The tests of randomness can help you to identify special causes of variation in your process.

Patterns in your data indicate that the variation observed is due to causes that come from outside the system that can be corrected. Common-cause variation, however, is variation that is inherent or a natural part of the process. A process is in control when only common causes—not special causes—affect the process output.

A normal pattern for a process in control is one of randomness. If only common causes of variation exist in your process, the data will exhibit random behavior.

The run chart uses two tests to detect trends, oscillation, mixtures, and clustering in your data.

- Test for number of runs about the median
- This test is based on the total number of runs that occur both above and below the median. A run about the median is one or more consecutive points on the same side of the center line. A run ends when the line that connects the points crosses the center line. A new run begins with the next plotted point.
- This test detects two types of non-random behavior—mixtures and clusters. Mixtures are characterized by frequent crossing of the center line. Clusters are groups of points that have similar values.
- When the observed number of runs is:
- Statistically greater than the expected number of runs, then mixtures are indicated.
- Statistically less than the expected number of runs, then clusters are indicated.

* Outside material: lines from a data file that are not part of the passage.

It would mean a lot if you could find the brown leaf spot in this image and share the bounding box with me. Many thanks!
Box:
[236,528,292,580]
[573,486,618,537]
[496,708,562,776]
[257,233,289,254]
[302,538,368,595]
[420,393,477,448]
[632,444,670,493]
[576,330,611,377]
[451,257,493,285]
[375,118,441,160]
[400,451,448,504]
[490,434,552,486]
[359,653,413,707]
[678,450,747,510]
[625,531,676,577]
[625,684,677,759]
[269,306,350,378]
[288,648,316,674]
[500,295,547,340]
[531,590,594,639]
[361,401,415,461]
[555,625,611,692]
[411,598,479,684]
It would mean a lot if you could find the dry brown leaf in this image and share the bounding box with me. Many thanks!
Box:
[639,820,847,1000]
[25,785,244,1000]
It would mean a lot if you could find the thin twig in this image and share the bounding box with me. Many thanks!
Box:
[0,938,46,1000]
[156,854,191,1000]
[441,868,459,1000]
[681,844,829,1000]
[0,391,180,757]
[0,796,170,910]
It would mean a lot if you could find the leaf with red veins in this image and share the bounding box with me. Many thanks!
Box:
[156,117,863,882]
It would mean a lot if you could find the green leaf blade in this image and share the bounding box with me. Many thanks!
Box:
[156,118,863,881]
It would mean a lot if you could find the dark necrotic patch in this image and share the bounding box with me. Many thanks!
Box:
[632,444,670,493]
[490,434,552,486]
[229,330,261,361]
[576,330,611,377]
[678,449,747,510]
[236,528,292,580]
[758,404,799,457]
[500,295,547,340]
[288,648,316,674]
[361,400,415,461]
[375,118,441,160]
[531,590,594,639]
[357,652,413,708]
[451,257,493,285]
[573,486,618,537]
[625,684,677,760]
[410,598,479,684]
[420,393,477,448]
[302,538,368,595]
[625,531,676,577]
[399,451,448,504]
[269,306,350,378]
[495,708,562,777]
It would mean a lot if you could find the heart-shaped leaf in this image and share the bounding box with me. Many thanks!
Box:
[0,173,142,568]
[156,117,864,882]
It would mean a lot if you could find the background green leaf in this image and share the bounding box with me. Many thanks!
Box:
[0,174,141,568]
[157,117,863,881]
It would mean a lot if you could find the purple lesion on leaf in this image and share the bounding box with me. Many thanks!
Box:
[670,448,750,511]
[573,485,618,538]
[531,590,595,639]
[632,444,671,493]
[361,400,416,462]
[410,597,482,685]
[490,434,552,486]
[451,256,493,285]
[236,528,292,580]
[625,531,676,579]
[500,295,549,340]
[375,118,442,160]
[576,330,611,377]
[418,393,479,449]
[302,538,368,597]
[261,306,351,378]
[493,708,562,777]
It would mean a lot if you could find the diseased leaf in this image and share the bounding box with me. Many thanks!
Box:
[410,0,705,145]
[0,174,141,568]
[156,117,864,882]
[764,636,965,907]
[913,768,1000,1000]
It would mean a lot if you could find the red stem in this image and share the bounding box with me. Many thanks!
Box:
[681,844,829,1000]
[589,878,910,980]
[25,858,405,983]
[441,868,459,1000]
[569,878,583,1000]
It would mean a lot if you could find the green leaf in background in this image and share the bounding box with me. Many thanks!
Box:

- Test for number of runs up and down
- This test is based on the number of runs up or down. A run up is an upward run of consecutive points that exclusively increases. A run down is a downward run of consecutive points that exclusively decreases. A run ends when the direction (either up or down) changes. For example, when the preceding value is smaller, a run up begins and continues until the proceeding value is larger than the next point, then a run down begins.
- This test detects two types of nonrandom behavior—oscillation and trends. Oscillation occurs when the data fluctuates up and down, indicating that the process is not steady. A trend is a sustained drift in the data, either up or down.
- When the observed number of runs is:
- Statistically greater than the expected number of runs, then mixtures are indicated.
- Statistically less than the expected number of runs, then clusters are indicated.

With both tests, the null hypotheses are that the data have a random sequence. Minitab converts the observed number of runs into a test statistic that is approximately standard normal, then uses the normal distribution to obtain p-values.

Both tests are based on individual observations when the subgroup size is equal to one. When the subgroup size is greater than one, the tests are based on either the subgroup means (the default) or the subgroup medians.